Chargés de faire sentir à leurs frères retrouvés la supériorité de la culture germanique, les « pionniers » se mirent à l’œuvre. Les premiers savants de l’Allemagne vinrent à Strasbourg pour se consacrer à cette tâche patriotique et largement rémunérée. C’étaient, parmi les plus illustres, Heinrich Brunner, Paul Laband, Lœning pour le droit ; von Recklinghausen pour la médecine ; Grœber, Michaëlis, Nôldecke, Scherer, Studemund pour les lettres et la philosophie ; de Bary pour les sciences.

L’Université de l’Empereur-Guillaume se logea tant bien que mal dans les bâtiments naguère occupés par les Facultés françaises et dans quelques autres immeubles. La ville mit à sa disposition l’ancien palais épiscopal du XVIIIe siècle qui abrita la Faculté de philosophie, les services administratifs et la bibliothèque universitaire.

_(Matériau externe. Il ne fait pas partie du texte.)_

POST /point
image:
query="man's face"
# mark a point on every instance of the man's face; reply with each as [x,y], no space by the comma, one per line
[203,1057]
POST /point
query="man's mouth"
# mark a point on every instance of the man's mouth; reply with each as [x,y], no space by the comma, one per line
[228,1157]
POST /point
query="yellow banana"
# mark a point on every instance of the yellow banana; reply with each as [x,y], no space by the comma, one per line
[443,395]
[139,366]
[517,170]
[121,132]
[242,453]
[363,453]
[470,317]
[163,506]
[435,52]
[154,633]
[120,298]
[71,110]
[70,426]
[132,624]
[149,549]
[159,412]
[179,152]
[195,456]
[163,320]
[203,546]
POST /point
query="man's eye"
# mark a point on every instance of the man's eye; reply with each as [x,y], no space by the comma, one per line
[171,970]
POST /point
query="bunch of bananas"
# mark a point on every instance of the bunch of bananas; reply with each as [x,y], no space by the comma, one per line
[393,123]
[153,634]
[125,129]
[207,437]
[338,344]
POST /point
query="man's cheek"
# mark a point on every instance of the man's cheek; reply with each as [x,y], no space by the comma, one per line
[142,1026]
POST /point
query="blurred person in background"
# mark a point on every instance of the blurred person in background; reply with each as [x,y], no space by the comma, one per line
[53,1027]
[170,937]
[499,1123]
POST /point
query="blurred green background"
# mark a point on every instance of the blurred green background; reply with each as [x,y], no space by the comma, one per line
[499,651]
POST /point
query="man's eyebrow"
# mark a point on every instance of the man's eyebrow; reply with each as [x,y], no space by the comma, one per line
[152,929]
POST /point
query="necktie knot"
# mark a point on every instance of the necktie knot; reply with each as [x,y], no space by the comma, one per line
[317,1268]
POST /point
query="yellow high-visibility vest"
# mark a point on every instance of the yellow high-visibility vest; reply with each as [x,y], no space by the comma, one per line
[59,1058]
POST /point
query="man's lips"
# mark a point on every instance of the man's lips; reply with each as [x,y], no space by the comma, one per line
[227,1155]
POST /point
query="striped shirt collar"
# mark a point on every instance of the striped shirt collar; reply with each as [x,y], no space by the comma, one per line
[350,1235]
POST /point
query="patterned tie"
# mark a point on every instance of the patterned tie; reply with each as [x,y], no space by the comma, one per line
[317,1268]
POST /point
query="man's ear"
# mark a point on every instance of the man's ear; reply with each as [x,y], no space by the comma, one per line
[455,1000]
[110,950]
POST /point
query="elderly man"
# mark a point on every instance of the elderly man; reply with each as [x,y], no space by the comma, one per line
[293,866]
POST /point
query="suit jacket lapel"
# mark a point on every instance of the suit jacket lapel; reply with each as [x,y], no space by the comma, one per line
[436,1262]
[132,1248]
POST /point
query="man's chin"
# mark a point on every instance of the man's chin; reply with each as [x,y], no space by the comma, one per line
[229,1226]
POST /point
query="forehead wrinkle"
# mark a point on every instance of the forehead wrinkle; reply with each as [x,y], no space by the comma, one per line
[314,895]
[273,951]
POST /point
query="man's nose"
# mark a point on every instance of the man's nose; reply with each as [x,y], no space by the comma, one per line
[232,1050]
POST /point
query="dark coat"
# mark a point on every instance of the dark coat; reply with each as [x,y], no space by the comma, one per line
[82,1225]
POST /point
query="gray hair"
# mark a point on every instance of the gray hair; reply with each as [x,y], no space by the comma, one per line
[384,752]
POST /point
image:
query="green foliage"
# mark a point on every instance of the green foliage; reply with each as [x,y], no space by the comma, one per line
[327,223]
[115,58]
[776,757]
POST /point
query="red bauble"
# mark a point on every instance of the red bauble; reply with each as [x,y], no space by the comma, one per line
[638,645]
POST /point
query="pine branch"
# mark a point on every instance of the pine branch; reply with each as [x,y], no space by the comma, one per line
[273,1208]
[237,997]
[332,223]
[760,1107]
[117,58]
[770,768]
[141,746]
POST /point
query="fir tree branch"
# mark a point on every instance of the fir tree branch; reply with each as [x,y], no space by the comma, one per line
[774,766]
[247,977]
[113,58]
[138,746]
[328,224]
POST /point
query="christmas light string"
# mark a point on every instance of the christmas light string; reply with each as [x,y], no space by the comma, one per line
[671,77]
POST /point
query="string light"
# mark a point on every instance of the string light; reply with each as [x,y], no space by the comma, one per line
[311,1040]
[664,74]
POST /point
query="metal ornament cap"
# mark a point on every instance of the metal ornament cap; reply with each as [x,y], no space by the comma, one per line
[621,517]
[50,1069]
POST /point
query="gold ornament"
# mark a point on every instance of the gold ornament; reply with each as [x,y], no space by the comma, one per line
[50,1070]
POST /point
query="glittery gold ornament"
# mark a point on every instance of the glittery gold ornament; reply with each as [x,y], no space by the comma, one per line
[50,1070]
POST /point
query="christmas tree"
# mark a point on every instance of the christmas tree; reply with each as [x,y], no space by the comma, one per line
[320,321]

Ce fut en vue de cette installation que les Allemands massacrèrent sans vergogne les délicieuses décorations dont Robert de Cotte avait orné la demeure des Rohan. Ces locaux dispersés et inconfortables répondaient mal aux visées ambitieuses des fondateurs de l’Université. Les professeurs demandaient la création d’un « quartier universitaire » où tous les enseignements et tous les services seraient concentrés. Après de longues discussions sur le choix d’un emplacement, on commença, en 1875, d’élever un vaste ensemble de constructions. La plus grande partie en était achevée, neuf années plus tard.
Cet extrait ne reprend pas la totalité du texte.